= Valery Sigalevitch =

Russian pianist

Valery Sigalevitch (Russian: Валерий Львович Сигалевич, Valerij Lvovič Sigalevič; born March, 4 1950) is a Russian classical concert pianist.

==Biography==
Sigalevitch was born in Simferopol, Crimea. His father Lev Sigalevitch was a painter and his mother a concert pianist and professor. He began playing the piano at the age of six and, showing prodigious talent, was accepted at the special music class of the Leningrad Conservatory at age seven to study with Leah Zelikhman. He continued his studies at the Moscow Tchaikovsky Conservatory in the class of Vera Gornostayeva. He finished his studies winning the first prize. In 1977 he left the Soviet Union and emigrated to Israel. For the next two years he studied with Nikita Magaloff in Geneva and with Arie Vardi in Tel Aviv. His repertoire includes works by J.S. Bach, Haydn, Mozart, Beethoven, Schubert, Liszt, Brahms, Mussorgsky, Debussy, Ravel, Scriabin, Rachmaninoff, Prokofiev and other composers. It is, however, Chopin's and Schumann's works which occupy a central position in his repertoire.

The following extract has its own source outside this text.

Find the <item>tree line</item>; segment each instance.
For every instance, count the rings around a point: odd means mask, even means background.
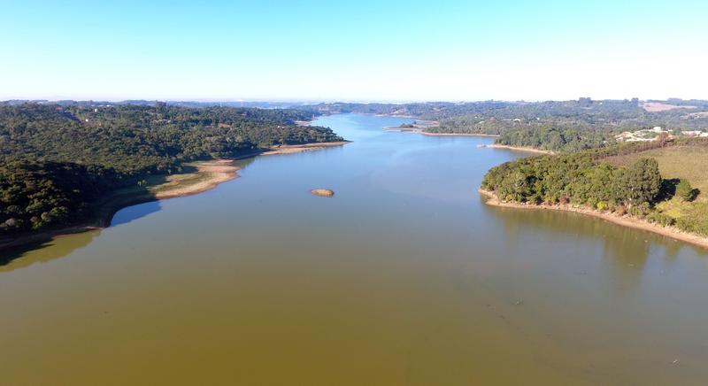
[[[494,192],[503,201],[584,206],[708,235],[708,218],[702,214],[704,211],[674,218],[656,206],[674,197],[683,201],[695,199],[698,192],[688,181],[664,179],[657,160],[650,158],[640,158],[623,167],[603,160],[613,155],[679,144],[708,146],[708,141],[618,145],[519,158],[491,168],[484,176],[481,188]]]
[[[153,105],[0,105],[0,235],[75,224],[96,202],[185,162],[273,144],[342,140],[298,126],[298,110]]]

Since commencing his concert career, he has received numerous enthusiastic reviews from critics in Europe and Israel. He has often played under the baton of Valery Gergiev.

He is also a dedicated connoisseur of paintings, literature, and philosophy. He currently resides in La Rochelle.

Sigalevitch's discography includes the complete works for solo piano by Robert Schumann (14 CDs) released in 2016 for Polyphonia Records.

A sought-after pedagogue, many of his students are prizewinners of important competitions. Among them were Ingmar Lazar and Jules Matton.

==Sources==
- Biography from the album "Valery Sigalevitch spielt Chopin" Colosseum COL 0646.